Incontrando l’Ordinario in tale circostanza, il consueto incontro di fine agosto fra il corpo diaconale ed il proprio Arcivescovo quest’anno non verrà tenuto.

Durante l’incontro si è anche accennato di sfuggita un argomento che potrebbe in seguito essere affrontato in maniera più approfondita, ovvero “come possono i diaconi essere consiglieri del proprio vescovo”.

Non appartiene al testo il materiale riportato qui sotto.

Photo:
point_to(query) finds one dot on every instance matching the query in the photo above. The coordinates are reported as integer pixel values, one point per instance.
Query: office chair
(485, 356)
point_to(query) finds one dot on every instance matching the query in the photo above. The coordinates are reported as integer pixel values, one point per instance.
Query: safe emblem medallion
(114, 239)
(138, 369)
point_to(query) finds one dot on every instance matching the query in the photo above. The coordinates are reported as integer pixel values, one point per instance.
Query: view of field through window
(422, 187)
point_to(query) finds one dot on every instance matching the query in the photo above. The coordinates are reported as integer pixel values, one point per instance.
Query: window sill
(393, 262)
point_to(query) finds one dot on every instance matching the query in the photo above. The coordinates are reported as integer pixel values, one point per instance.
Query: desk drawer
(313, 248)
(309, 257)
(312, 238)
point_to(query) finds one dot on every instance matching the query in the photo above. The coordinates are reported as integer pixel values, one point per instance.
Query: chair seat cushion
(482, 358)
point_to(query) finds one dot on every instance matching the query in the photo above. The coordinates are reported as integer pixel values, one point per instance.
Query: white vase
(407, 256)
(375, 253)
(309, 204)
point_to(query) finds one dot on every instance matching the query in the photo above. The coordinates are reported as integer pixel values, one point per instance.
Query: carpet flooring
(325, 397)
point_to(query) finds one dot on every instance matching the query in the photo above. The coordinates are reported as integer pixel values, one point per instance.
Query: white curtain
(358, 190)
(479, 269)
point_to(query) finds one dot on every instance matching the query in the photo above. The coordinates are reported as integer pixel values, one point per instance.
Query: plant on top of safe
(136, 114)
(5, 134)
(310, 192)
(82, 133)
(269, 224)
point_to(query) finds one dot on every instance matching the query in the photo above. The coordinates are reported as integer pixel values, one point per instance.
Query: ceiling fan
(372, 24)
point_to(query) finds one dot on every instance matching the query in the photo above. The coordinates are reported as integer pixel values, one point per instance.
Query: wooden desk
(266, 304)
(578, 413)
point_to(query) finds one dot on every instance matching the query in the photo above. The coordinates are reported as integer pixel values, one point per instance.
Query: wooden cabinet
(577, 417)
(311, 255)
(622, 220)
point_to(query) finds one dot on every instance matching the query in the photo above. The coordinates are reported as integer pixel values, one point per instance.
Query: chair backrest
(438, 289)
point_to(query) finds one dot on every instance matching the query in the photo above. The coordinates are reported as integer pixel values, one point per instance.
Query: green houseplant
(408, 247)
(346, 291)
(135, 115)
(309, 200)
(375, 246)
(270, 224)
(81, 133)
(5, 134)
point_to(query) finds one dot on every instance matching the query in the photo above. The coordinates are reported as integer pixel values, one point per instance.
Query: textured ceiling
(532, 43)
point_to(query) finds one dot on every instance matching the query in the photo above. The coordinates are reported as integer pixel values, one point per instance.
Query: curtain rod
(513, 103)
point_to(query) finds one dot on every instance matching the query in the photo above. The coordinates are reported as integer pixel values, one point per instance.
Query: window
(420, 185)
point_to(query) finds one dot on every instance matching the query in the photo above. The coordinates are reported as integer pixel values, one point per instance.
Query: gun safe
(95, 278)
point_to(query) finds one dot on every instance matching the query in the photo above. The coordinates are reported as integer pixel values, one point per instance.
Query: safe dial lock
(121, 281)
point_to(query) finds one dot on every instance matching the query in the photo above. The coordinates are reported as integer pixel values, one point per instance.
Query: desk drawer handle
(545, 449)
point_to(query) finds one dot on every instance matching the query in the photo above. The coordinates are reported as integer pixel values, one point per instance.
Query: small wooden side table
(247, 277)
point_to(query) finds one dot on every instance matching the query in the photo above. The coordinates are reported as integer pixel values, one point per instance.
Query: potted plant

Il Vicario Generale ha ribadito che, al momento, per le problematiche inerenti il ministero, i diaconi consigliano il vescovo attraverso i propri rappresentanti (tre) presenti nel Consiglio Diocesano per il Diaconato mentre, per le problematiche di interesse diocesano, si deve fare riferimento al Consiglio Pastorale Diocesano a cui partecipano due diaconi. La strada da percorrere è pertanto quella di rafforzare il legame fra il corpo diaconale ed i propri rappresentanti presenti nei due organismi predetti.

Da ultimo il Rettore ha comunicato che le prossime ordinazioni diaconali si terranno la mattina di sabato 4 novembre durante il Pontificale di San Carlo Borromeo, compatrono della diocesi. La data è stata preferita per dare maggiore visibilità al diaconato permanente ma anche per favorire una maggior partecipazione di fedeli ad una celebrazione, come quella di S. Carlo, di solito poco partecipata. La collocazione è stata anticipata al mattino in quanto orario preferito dal clero.